Precatheterization P2Y inhibitor use occurs commonly among non-ST-elevation myocardial infarction patients who undergo early catheterization and in-hospital CABG. Despite longer delays to surgery, the majority of pretreated patients proceed to CABG <3 days postcatheterization. Precatheterization P2Y inhibitor use is associated with higher risks of postoperative bleeding and transfusion.

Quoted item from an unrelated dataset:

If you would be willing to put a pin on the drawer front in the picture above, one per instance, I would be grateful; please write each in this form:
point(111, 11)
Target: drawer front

目前的指南建议在非 ST 段抬高型心肌梗死患者中早期使用 P2Y 抑制剂,但尚不清楚经皮冠状动脉介入治疗前使用是否与冠状动脉旁路移植术(CABG)的延迟时间更长或 CABG 后出血和输血的风险更高有关。本研究旨在探讨接受 CABG 的非 ST 段抬高型心肌梗死患者经皮冠状动脉介入治疗前使用 P2Y 抑制剂的模式和结局。
对 ACTION(急性冠状动脉治疗和干预结果网络)登记处(2009-2014 年)的 20304 名非 ST 段抬高型心肌梗死患者进行了回顾性分析,这些患者在入院后 24 小时内行导管检查,并在住院期间接受 CABG。通过逆概率加权倾向调整,我们比较了接受和未接受经皮冠状动脉介入治疗前 P2Y 抑制剂治疗的患者之间从导管检查到 CABG 的时间、CABG 后出血和输血的发生率。在研究患者中,32.9%接受了经皮冠状动脉介入治疗前 P2Y 抑制剂治疗(其中 2.2%给予替卡格雷,3.7%给予普拉格雷)。与接受经皮冠状动脉介入治疗前 P2Y 抑制剂治疗的患者相比,接受经皮冠状动脉介入治疗前 P2Y 抑制剂治疗的患者从导管检查到 CABG 的时间更长(中位数 69.9 小时[25 百分位数,75 百分位数 28.2,115.8]比 43.5 小时[21.0,71.8],<0.0001),接受普拉格雷(中位数 114.4 小时[66.5,155.5])或替卡格雷(90.4 小时[48.7,124.5])治疗的患者比接受氯吡格雷(中位数 69.3 小时[27.5,114.6])的时间更长(<0.0001)。与未接受经皮冠状动脉介入治疗前 P2Y 抑制剂治疗的患者相比,接受经皮冠状动脉介入治疗前 P2Y 抑制剂治疗与 CABG 后大出血(75.7%比 73.4%,调整后的优势比 1.33,95%置信区间 1.22-1.45,<0.0001)和输血(47.6%比 35.7%,调整后的优势比 1.51,95%置信区间 1.41-1.62,<0.0001)的风险增加相关;在接受氯吡格雷、普拉格雷或替卡格雷治疗的患者中,这些关系没有差异。
在非 ST 段抬高型心肌梗死患者中,经皮冠状动脉介入治疗前使用 P2Y 抑制剂很常见,这些患者接受早期导管检查和院内 CABG。尽管手术延迟时间较长,但大多数经预处理的患者在经皮冠状动脉介入治疗后 <3 天内仍可进行 CABG。经皮冠状动脉介入治疗前使用 P2Y 抑制剂与术后出血和输血风险增加有关。